Costume

Gli ospiti della serata, al centro Beatrice Buscaroli con a fianco il direttore dell'Hotel Majestic, Tiberio Biondi (foto di Edoardo Cassanelli)
Chi era Napoleone? Chi era l’uomo e il condottiero che tenne in pugno l’Europa? Risposta: «Era un uomo bellissimo, per niente basso, amava i gatti, non beveva e odiava stare a tavola». Esordisce così Beatrice Buscaroli, docente di Storia dell’Arte Moderna e Contemporanea all’Accademia di Belle Arti di Bologna, alla presentazione del suo libro “Napoleone a Bologna” (Minerva) ieri sera al Grand Hotel Majestic “già Baglioni”. Una chiacchierata in compagnia del giornalista del “Resto del Carlino” Beppe Boni.
Con questo titolo si è arrivati ormai alla nona edizione della collana “I libri della buonanotte”, storie su grandi personaggi del passato che hanno avuto a che fare con la Dotta, poche pagine ideate per allietare e incuriosire i clienti, italiani e internazionali, del prestigioso albergo a 5 stelle.
«È stato un grande statista, il più grande militare della storia del mondo, al pari di Cesare, Alessandro Magno o Solimano. Gli ideali di Liberté, Égalité, Fraternité sono stati esportati grazie a lui», prosegue Buscaroli nella sua ricostruzione del Bonaparte “di stanza” a Bologna. E non potevano mancare altri aneddoti gustosi sul suo carattere. «Dormiva poco, non apprezzava la mondanità e mangiava con le mani. L’usanza di trafugare opere ai nemici era già in uso ai tempi dei sumeri. Diciamo che Napoleone ha esagerato con la mole!».
Un uomo che non amava stare troppo tempo a tavola a mangiare. Già si capisce che non possedeva lo spirito del vero bolognese, ma questo non vuol dire che non rimase ammaliato dalla città e dal suo popolo.
Due volte venne a Bologna, una prima nel 1796, durante la Campagna d’Italia, per strapparla allo Stato della Chiesa, e di nuovo nel 1805, come Imperatore dei francesi (autoproclamatosi tale) e Re d’Italia (sul suo capo venne posata la corona di ferro che indossarono sia Federico Barbarossa che Carlo Magno). Realizzò riforme di grande impatto sociale, dal taglio di privilegi agli aristocratici all’aiuto ai poveri, dal portare l’ordine amministrativo con dazi e tasse a opere di urbanizzazione. Trovò una città devastata da malattie e carestia e la risollevò. «Non un populismo dell’ultima ora», precisa Buscaroli. Un comportamento ripagato dalla benevolenza e dal rispetto dei bolognesi. Un fatto che, come sottolinea sempre la professoressa, riflette il loro sentimento politico «ondivago» (furono prima sostenitori dello Stato Pontificio, poi di Bonaparte, più tardi nel tempo divennero fascistissimi con Mussolini e infine fieri sostenitori dei partigiani e della sinistra).
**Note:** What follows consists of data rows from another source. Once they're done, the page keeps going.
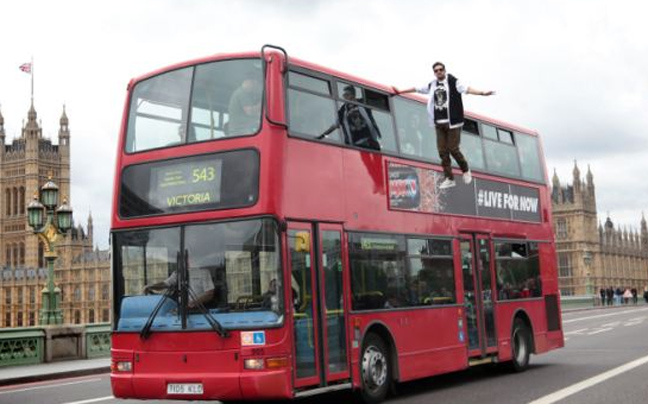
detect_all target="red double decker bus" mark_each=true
[111,46,564,402]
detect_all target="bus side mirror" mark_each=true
[295,231,310,252]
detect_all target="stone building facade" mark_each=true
[0,104,110,328]
[552,163,648,296]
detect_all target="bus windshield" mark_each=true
[114,219,283,332]
[126,59,263,153]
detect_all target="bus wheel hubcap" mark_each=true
[362,346,387,389]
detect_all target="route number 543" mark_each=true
[191,167,216,184]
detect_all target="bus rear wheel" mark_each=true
[360,333,392,404]
[510,318,531,372]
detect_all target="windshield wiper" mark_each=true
[183,250,230,338]
[189,288,230,338]
[140,287,175,340]
[140,251,180,340]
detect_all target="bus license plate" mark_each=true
[167,383,203,394]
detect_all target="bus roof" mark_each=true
[128,51,538,136]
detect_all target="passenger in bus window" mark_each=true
[399,113,424,157]
[227,78,261,136]
[263,279,279,311]
[395,62,495,189]
[318,85,381,150]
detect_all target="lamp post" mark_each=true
[27,178,72,325]
[583,249,594,296]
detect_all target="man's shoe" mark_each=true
[439,178,456,189]
[464,170,472,184]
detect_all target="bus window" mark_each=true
[394,97,440,162]
[452,130,485,170]
[515,133,544,181]
[126,68,193,153]
[373,110,396,153]
[364,89,389,111]
[126,59,263,152]
[288,88,342,143]
[349,233,408,310]
[288,72,331,95]
[497,128,513,144]
[484,140,520,177]
[482,123,497,140]
[407,239,456,306]
[495,242,542,300]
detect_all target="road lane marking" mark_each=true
[564,328,589,335]
[563,309,648,324]
[0,377,101,395]
[587,327,612,335]
[63,396,115,404]
[529,356,648,404]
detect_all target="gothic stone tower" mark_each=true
[0,104,70,268]
[551,162,603,296]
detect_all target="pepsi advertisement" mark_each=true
[388,163,541,223]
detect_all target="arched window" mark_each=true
[38,242,45,268]
[20,243,25,266]
[5,188,11,216]
[13,244,20,268]
[13,187,18,215]
[20,187,25,215]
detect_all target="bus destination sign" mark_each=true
[149,158,223,210]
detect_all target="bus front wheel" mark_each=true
[510,318,531,372]
[360,333,392,404]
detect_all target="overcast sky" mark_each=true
[0,0,648,248]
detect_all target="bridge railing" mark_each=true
[0,323,111,367]
[0,328,45,366]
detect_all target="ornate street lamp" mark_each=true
[27,178,72,325]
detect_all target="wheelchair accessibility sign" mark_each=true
[241,331,265,346]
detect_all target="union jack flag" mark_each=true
[18,63,31,74]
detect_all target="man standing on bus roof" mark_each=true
[396,62,495,189]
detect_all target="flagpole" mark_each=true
[31,56,34,105]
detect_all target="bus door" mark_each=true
[287,223,349,388]
[460,234,497,356]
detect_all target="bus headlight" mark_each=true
[111,361,133,372]
[243,359,263,370]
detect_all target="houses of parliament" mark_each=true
[551,163,648,296]
[0,103,110,328]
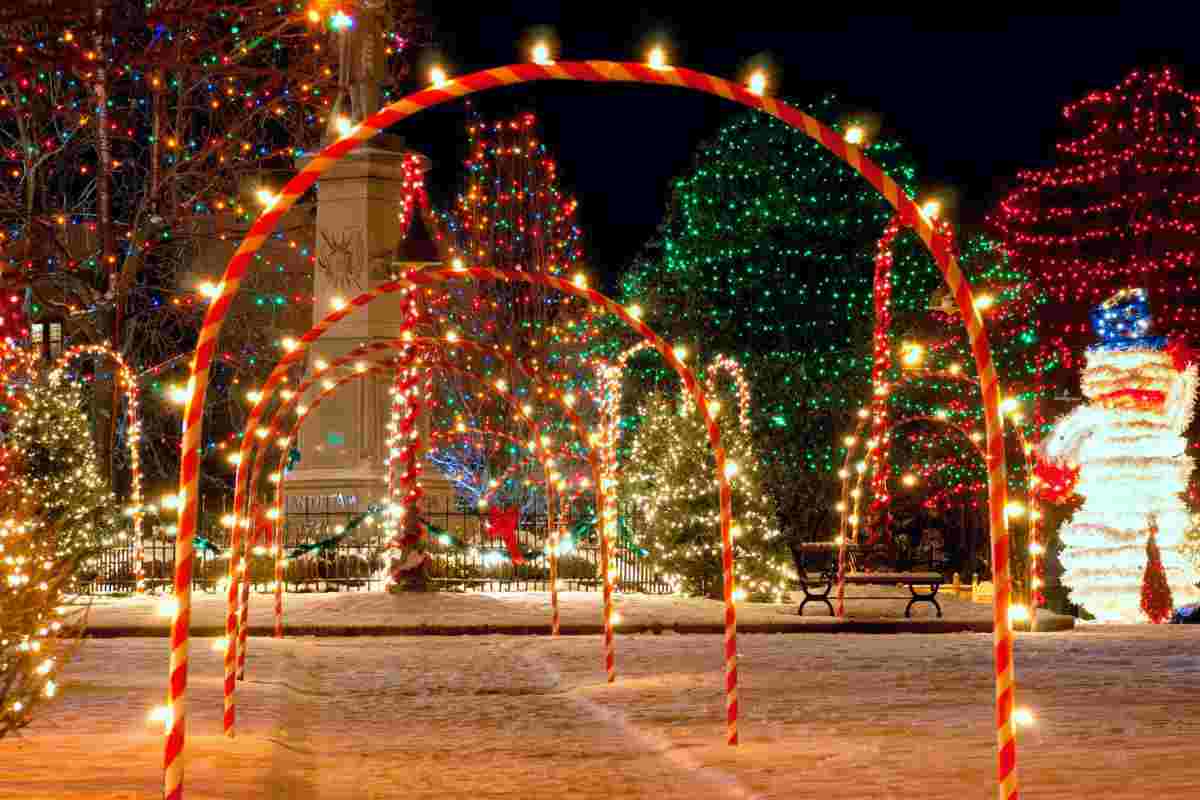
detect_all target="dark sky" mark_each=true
[396,0,1200,285]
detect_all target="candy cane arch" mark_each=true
[50,344,146,595]
[868,215,901,546]
[838,363,1045,616]
[260,354,564,637]
[244,336,599,666]
[163,61,1018,800]
[231,321,613,666]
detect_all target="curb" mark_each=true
[84,614,1075,639]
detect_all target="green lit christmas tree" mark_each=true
[622,98,941,539]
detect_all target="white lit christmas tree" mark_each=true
[620,381,792,601]
[0,369,113,738]
[1038,289,1200,622]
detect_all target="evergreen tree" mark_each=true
[1141,524,1175,625]
[991,70,1200,412]
[622,98,941,539]
[620,381,791,600]
[0,379,119,738]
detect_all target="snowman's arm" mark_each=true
[1163,365,1196,434]
[1038,405,1106,465]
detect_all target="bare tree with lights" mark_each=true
[0,0,422,494]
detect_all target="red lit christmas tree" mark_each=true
[991,70,1200,402]
[1141,523,1174,625]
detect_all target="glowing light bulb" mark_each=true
[146,705,175,728]
[746,70,767,97]
[254,188,280,209]
[900,342,925,368]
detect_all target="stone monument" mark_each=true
[284,2,454,513]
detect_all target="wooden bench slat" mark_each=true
[846,572,946,584]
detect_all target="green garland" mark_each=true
[571,515,649,557]
[192,536,221,557]
[416,517,545,561]
[288,505,383,559]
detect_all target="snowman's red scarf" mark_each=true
[1096,389,1166,411]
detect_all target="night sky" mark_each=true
[395,0,1200,288]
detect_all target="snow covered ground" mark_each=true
[0,626,1200,800]
[89,587,991,628]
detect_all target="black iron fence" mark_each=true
[84,495,671,594]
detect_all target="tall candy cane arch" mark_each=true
[163,61,1018,800]
[260,354,559,633]
[231,331,614,681]
[243,345,611,657]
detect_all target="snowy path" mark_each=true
[89,587,991,631]
[0,626,1200,800]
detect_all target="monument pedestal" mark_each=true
[283,136,454,512]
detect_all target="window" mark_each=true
[29,323,62,361]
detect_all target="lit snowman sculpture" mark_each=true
[1038,289,1200,622]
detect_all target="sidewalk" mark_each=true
[79,587,1074,638]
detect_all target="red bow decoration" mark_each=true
[487,507,524,564]
[1033,459,1079,503]
[1166,338,1196,372]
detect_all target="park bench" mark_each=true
[792,542,946,618]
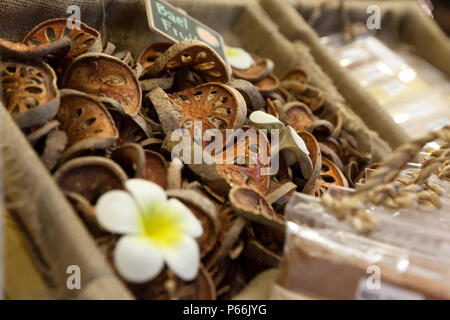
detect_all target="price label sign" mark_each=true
[145,0,227,62]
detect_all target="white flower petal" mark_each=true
[162,198,203,238]
[125,179,167,212]
[95,190,141,234]
[248,110,284,130]
[163,236,200,281]
[114,236,164,283]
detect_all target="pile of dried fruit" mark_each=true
[0,19,371,299]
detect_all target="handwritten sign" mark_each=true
[145,0,227,62]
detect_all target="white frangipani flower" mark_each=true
[96,179,203,283]
[225,46,255,70]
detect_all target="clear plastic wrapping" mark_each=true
[273,194,450,299]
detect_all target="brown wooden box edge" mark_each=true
[0,0,389,299]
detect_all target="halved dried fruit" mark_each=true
[319,142,344,171]
[140,150,167,189]
[139,77,174,92]
[114,50,134,67]
[278,126,313,179]
[102,97,152,146]
[309,158,348,197]
[210,126,270,195]
[59,138,115,163]
[266,98,280,119]
[227,79,265,111]
[330,110,343,138]
[111,143,145,178]
[167,158,184,190]
[299,131,322,193]
[127,258,217,300]
[297,85,325,111]
[137,42,173,74]
[143,40,230,83]
[188,126,270,195]
[23,18,102,59]
[308,119,334,137]
[344,160,359,188]
[58,89,119,145]
[228,186,284,231]
[281,67,308,84]
[41,130,67,171]
[27,120,60,145]
[54,157,128,205]
[232,54,274,82]
[0,61,60,128]
[149,82,247,137]
[64,191,107,236]
[0,38,71,61]
[283,101,315,133]
[167,190,219,257]
[253,73,280,94]
[62,53,142,116]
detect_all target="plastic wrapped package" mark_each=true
[321,33,450,138]
[273,194,450,299]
Provava una tale ammirazione per Bologna da volerla come capitale della Repubblica Cispadana, ma dovette cedere alle insistenze dei milanesi e fare delle concessioni. Nonostante ciò, i bolognesi non ritirarono la loro simpatia verso di lui. «Il suo bicorno gli ricordava la tipica raviola».
Amato dai bolognesi, odiato dagli inglesi. Molte malelingue vennero fatte circolare proprio da questi suoi acerrimi nemici. Per esempio gli attribuirono spesso avventure “di letto” insolite. Amava invece moltissimo Josephine, la sua prima moglie, una creola proveniente dalla Martinica. «Una donna simpatica. Una vera arrampicatrice sociale. Oggi si direbbe una clandestina irregolare. Era conosciuta come “la bella creola”. Napoleone aveva sempre avuto una predilezione per lei», dice Buscaroli, avviandosi verso la conclusione della presentazione.
Non bisogna dimenticare infine il declino, inevitabile, del grande generale: la Campagna di Russia, la disfatta a Waterloo, l’esilio e la morte ai confini del mondo, su un’isoletta sperduta nell’Atlantico meridionale, Sant’Elena. Laggiù, solo e ingrassato, venne dimenticato.
Ora lo spirito folle, spregiudicato, temerario e visionario di Napoleone vive nei libri, ma si può dire che viva impresso anche nelle strade di Bologna, che percorreva magari pensando al suo impero, ai suoi mille progetti, oppure a un succulento pollo alla Marengo, un piatto che adorava, perché il pollo era l’alimento che più gli ricordava la cucina della nonna, in Corsica.